I tell you what you probably don’t worry about enough and that’s how posh your coffee is.

You’re labouring under the idea that coffee is the blameless, milky drink you have at elevenses each day, hopefully accompanied by a ginger nut, aren’t you? Ha. Not so. Coffee, these days, is a big social signifier.

Witness, for example, the rows that broke out this week when Waitrose stopped giving free coffees to those in possession of a myWaitrose card. Only customers who actually bought something from Waitrose could claim their free latte, the chain declared. Scenes. Such scenes in places like Esher and Cheltenham. Customers livid at the thought that they’d have to buy another packet of pine nuts to get their hot drink.

Too bad. Waitrose has spoken. Now that avenue of pleasure is closed off and shoppers must find a new way to feel superior about their coffee. But if you’re one of these mournful myWaitrose cardholders, stay calm. There is a wealth of coffee options out there so you don’t have to feel embarrassed. 

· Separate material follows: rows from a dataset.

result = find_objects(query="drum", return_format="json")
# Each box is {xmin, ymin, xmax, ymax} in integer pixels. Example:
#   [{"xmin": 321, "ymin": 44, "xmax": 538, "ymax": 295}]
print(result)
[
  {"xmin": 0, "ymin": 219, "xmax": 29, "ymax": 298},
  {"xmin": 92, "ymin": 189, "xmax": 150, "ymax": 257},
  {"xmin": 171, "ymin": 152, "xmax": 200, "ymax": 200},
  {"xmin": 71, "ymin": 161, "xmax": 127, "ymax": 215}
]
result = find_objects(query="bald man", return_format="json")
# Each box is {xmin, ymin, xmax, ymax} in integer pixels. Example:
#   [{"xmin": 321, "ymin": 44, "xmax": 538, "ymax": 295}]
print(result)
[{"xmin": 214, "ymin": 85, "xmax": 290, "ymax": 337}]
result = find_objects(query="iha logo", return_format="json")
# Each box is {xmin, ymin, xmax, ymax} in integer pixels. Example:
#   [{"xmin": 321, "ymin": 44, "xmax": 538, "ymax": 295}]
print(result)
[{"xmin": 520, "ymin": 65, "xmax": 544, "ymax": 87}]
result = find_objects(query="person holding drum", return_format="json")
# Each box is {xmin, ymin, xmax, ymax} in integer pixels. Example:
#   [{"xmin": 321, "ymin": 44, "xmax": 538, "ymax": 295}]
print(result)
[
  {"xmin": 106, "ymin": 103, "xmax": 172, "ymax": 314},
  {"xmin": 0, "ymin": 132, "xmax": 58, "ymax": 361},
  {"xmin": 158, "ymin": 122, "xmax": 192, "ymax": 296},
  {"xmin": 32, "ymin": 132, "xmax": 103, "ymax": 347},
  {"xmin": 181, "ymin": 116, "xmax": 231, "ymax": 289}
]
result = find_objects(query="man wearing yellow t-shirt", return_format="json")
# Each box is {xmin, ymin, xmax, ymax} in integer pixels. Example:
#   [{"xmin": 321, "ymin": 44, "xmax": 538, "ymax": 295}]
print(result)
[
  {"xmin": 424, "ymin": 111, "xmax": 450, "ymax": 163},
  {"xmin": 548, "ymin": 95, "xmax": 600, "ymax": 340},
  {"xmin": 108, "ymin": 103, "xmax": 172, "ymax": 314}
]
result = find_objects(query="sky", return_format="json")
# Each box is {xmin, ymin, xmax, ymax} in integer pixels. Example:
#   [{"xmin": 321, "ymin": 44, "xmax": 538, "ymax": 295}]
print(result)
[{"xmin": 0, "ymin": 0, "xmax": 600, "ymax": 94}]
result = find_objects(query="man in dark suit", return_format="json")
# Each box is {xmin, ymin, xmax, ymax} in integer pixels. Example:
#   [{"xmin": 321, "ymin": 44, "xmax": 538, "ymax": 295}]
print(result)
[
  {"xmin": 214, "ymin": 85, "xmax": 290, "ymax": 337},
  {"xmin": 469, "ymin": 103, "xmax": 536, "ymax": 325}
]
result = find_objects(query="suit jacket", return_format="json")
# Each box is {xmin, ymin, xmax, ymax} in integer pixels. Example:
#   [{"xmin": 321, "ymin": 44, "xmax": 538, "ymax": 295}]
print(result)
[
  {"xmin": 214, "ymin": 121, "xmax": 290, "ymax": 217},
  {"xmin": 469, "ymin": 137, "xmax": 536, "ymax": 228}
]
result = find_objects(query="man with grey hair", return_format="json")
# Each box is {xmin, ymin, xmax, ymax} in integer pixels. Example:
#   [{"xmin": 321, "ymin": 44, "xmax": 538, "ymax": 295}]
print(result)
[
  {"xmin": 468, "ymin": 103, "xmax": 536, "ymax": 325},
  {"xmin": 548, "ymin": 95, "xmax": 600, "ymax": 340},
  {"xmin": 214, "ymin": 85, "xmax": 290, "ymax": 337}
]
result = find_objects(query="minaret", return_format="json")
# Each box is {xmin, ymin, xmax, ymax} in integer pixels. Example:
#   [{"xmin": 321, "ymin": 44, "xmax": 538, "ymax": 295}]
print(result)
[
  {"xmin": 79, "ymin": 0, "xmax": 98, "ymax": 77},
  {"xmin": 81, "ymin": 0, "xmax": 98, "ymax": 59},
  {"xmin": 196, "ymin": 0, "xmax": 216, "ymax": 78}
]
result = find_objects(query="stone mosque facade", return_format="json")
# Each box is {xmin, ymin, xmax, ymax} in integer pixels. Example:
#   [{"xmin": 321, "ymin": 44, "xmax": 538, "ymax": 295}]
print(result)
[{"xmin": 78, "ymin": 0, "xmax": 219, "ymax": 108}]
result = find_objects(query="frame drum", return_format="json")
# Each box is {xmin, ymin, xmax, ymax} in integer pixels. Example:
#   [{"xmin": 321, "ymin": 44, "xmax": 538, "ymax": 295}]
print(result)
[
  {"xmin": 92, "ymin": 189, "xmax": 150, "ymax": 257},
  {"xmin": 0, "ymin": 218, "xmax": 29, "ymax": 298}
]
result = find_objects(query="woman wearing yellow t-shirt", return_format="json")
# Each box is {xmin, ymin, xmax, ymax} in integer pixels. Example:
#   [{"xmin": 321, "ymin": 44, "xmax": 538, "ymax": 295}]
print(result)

First off, you could buy a Nespresso machine. The machines that come with little coffee pods that look like those cartons of UHT milk you get on trains. Then you can become the sort of person who bangs on at dinner parties about why you prefer the purple ‘Arpeggio’ coffee pods to the red ones, which always confuses me because I thought arpeggios were something to do with music. They’re quite posh, Nespresso machines, although slightly let down by the fact that George Clooney won’t stop talking about how much he loves them. An American, trying selling us coffee! What a good laugh.

Alternatively you could buy packets of ground coffee, which my parents do, and row about how much to put in the cafetiere and then row about whether you should then put the grounds down the sink or in the bin. A row is always terrific fun early in the morning. But it’s quite posh because it feels exotic, doesn’t it, tapping out fresh coffee from a bag into a plunger? Some people then use those milk frothers from Lakeland but, I mean, come on. This is a cup of coffee. Not Masterchef.

Then there are those funny little metal pots which look like mini kettles which people put on their stove. Espresso pots, Google calls them. I didn’t study engineering at university so I have no idea how they work but it looks like a lot of work to me. They’re perhaps a fraction too Italian to be really posh. Unless you have a butler in which case make him faff around with the filter papers.

I, slightly embarrassingly, have recently taken to grinding my own beans and then using a plunger. But in my defence, it’s only because I was given some expensive coffee beans from Hawaii and subsequently bought a coffee grinder (dead cheap, £7 or something) from Amazon. And it is delicious, even though making coffee this way makes me feel like I should be living in trendy East London, wandering about dressed like a scarecrow.

My late grandmother, quite the grandest person I knew, would only drink Nescafe. A war time thing. So I still think of that as quite posh, even though she would generally have a cup of instant, then spy some sort of food matter loitering on my cheek, take a tissue from her bag, lick said tissue and rub it into my face. I smelt of Nescafe for the entirety of my childhood.

The ultimate cup of coffee may surprise you. I quizzed a coffee snob called Nick about this last weekend, and Nick said you must only buy beans or grounds that have been roasted just two days before, then use them within a month. ‘But,’ he added, ‘I have to say if you’re really stuck, McDonalds coffee isn’t half bad.’ Better, Nick reckoned, than all the high-street coffee chains. So there you have it myWaitrose shoppers. McDonalds. You might not have been there. It’s the one with the big golden arches outside.